I also notice that (oddly) there are days when power prices weirdly peak in my region and it is usually due to power flows reversing flow and heading in Quebec from NY on the ~1000 MW existing transmission line. Why they would ever need to import power from NY State is beyond me, but it happens often enough.
 
Check out the power usage of this AI compute rack from Nvidia. More transmission lines will need to be built or we'll need to start building more datacenters next to nuclear plants.

pic.jpg
 
Naw... just build them in the southwest next to solar and battery plants. Take less time to build, and are cheaper anyway.
 
Naw... just build them in the southwest next to solar and battery plants. Take less time to build, and are cheaper anyway.
You'd want to build them in a northern climate because the biggest cost for a DC is cooling. I'm in central Ohio where there's a ton of DC's and the rumor is that Amazon, Google, Facebook, MS etc use outside air in the winter to cool their DC's.

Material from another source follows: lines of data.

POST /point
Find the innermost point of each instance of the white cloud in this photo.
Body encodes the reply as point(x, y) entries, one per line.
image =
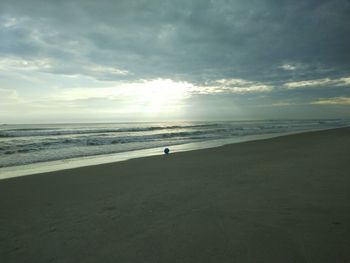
point(288, 67)
point(333, 101)
point(318, 83)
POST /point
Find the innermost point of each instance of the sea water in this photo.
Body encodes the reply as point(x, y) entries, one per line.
point(25, 144)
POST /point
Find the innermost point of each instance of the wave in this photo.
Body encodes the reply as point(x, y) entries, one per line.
point(60, 131)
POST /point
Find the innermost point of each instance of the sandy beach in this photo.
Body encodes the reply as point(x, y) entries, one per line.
point(285, 199)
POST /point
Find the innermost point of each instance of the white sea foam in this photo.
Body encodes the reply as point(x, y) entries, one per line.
point(27, 144)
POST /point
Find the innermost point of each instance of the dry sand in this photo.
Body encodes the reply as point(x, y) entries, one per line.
point(285, 199)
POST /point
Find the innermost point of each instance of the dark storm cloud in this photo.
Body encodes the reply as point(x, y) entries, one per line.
point(194, 41)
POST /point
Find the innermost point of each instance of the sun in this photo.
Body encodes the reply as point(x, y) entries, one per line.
point(160, 95)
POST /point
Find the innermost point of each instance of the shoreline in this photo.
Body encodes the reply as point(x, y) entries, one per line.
point(71, 163)
point(284, 199)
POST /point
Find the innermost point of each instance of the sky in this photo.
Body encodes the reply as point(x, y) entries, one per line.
point(162, 60)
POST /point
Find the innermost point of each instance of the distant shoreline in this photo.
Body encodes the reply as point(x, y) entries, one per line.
point(284, 199)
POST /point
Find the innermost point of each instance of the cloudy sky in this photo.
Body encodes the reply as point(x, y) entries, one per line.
point(151, 60)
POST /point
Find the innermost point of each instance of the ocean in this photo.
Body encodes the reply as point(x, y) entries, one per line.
point(28, 143)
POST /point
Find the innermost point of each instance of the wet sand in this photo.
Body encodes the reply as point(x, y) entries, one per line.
point(285, 199)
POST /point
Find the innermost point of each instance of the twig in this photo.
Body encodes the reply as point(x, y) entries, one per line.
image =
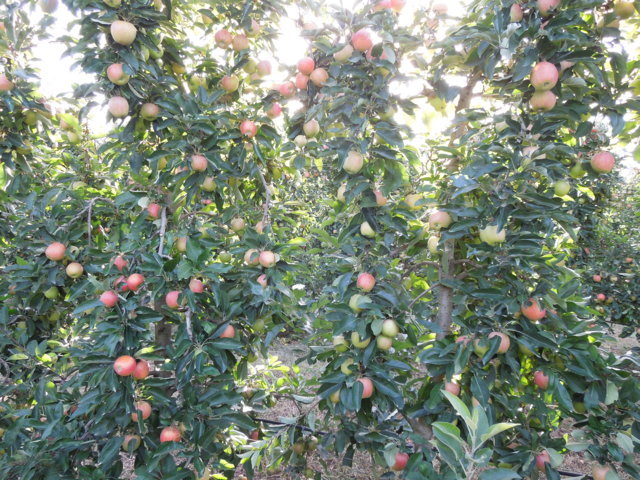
point(421, 295)
point(163, 230)
point(187, 316)
point(267, 195)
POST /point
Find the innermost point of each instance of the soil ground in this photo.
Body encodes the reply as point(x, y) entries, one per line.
point(363, 467)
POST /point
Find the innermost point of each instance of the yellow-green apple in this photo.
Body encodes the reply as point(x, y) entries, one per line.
point(357, 342)
point(344, 54)
point(367, 387)
point(361, 40)
point(345, 366)
point(134, 281)
point(306, 65)
point(366, 282)
point(561, 188)
point(124, 365)
point(116, 74)
point(55, 251)
point(199, 163)
point(141, 371)
point(223, 38)
point(248, 128)
point(543, 100)
point(311, 128)
point(170, 434)
point(228, 332)
point(390, 328)
point(439, 219)
point(541, 380)
point(251, 257)
point(123, 32)
point(149, 111)
point(340, 343)
point(515, 13)
point(505, 342)
point(401, 458)
point(603, 162)
point(171, 299)
point(74, 270)
point(491, 235)
point(546, 7)
point(118, 107)
point(354, 162)
point(319, 77)
point(366, 230)
point(267, 259)
point(544, 76)
point(531, 309)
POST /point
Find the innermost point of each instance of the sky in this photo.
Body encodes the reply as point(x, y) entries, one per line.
point(58, 76)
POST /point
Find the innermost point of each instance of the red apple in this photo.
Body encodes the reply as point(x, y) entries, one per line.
point(543, 100)
point(302, 81)
point(141, 371)
point(153, 209)
point(248, 129)
point(171, 299)
point(306, 65)
point(120, 262)
point(541, 380)
point(319, 77)
point(170, 434)
point(123, 33)
point(199, 163)
point(367, 385)
point(267, 259)
point(366, 282)
point(603, 162)
point(505, 342)
point(542, 459)
point(109, 298)
point(196, 286)
point(401, 461)
point(144, 408)
point(531, 309)
point(134, 281)
point(228, 332)
point(74, 270)
point(361, 40)
point(124, 365)
point(223, 38)
point(55, 251)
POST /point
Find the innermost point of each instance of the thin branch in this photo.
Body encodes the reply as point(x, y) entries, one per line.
point(163, 230)
point(187, 316)
point(421, 295)
point(267, 195)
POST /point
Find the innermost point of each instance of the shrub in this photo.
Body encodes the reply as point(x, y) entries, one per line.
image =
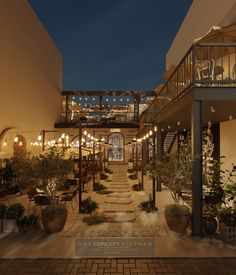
point(91, 220)
point(177, 210)
point(137, 187)
point(228, 216)
point(146, 205)
point(3, 209)
point(14, 212)
point(98, 186)
point(88, 206)
point(51, 212)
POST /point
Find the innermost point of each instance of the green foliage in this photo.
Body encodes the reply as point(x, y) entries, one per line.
point(174, 171)
point(177, 210)
point(99, 186)
point(14, 212)
point(132, 177)
point(108, 171)
point(104, 192)
point(227, 216)
point(88, 206)
point(146, 205)
point(137, 187)
point(51, 212)
point(97, 219)
point(3, 209)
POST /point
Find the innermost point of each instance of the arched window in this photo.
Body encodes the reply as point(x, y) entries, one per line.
point(116, 151)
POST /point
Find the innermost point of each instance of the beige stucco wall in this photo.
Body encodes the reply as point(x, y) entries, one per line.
point(30, 71)
point(202, 15)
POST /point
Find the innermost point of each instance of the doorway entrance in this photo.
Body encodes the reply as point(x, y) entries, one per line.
point(116, 151)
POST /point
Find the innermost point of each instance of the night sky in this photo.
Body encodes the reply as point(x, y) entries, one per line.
point(112, 44)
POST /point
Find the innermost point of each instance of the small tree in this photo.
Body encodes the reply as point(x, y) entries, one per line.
point(52, 170)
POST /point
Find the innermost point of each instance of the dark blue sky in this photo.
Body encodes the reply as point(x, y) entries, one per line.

On the other hand, if the electric is much cheaper via solar, battery that might be the way to go too. I just find it interesting that most big cloud providers don't have DC's in the southwest where's it hot most of the year.
 
You'd want to build them in a northern climate because the biggest cost for a DC is cooling. I'm in central Ohio where there's a ton of DC's and the rumor is that Amazon, Google, Facebook, MS etc use outside air in the winter to cool their DC's.

On the other hand, if the electric is much cheaper via solar, battery that might be the way to go too. I just find it interesting that most big cloud providers don't have DC's in the southwest where's it hot most of the year.
From an energy perspective, cooling X Watts should use X/COP of cooling energy, and COP>1
So there is a marginally higher energy cost in warmer climates. Maybe its a capital cost?
 
... versus the transport losses of 2-3% for high voltage DC per 600 miles or so, I believe?

hm, but I think it's AC, and I don't remember the losses for that one...
 
Perhaps a requirement should be to install them adjacent to residental clusters and use the extracted warmth to heat water for the homes, businesses, and maybe greenhouses?
 
Perhaps a requirement should be to install them adjacent to residental clusters and use the extracted warmth to heat water for the homes, businesses, and maybe greenhouses?

I was thinking something similar, but instead with bitcoin miners.

My brother did that in college, had a rented room where electricity was included, and he bought an Antminer to mine bitcoin and keep the room warm at the same time.
 
I think for that reason alone the crypto currency system should be changed.
Worldwide it's using as much power as Australia (i read) and I find that very concerning. (Btw, what is the gdp it adds to the world divided by the kWhs it costs and how does that compare to e.g.nthe economy of Australia?)
 
I see that the US uses about 1.5 kWh per dollar GDP (2022).

One Bitcoin takes 1400 kWh to complete, and while its value fluctuates, here
it was mentioned that that was worth about $130,000
Of course this does not take into account the energy investment into the infrastructure to do so - and that is certainly take n into account with the GDP and its energy usage.

That would be $92 per kWh - or 0.01 kWh per dollar. Not that bad.

Most probably this is too complicated to assess anyway, and my data may not be solid.
So back to transmission lines.

I read that long-distance transmission is needed for grid stability, because distributed power generation AND consumption are rarely matched locally, leading to "pockets of instability". Hence the need for long-distance transmission lines anyway. I.e. I am not sure that colocating large users and generation is necessarily a good option when viewed from a grid perspective.
 
  • Like
Reactions: sloeffle
Unfortunately, crypto currency and crypto mining is a genie that can't be put back in the bottle. The traits of crypto that make it so appealing to investors and speculators also make it nearly impossible for regulators to control.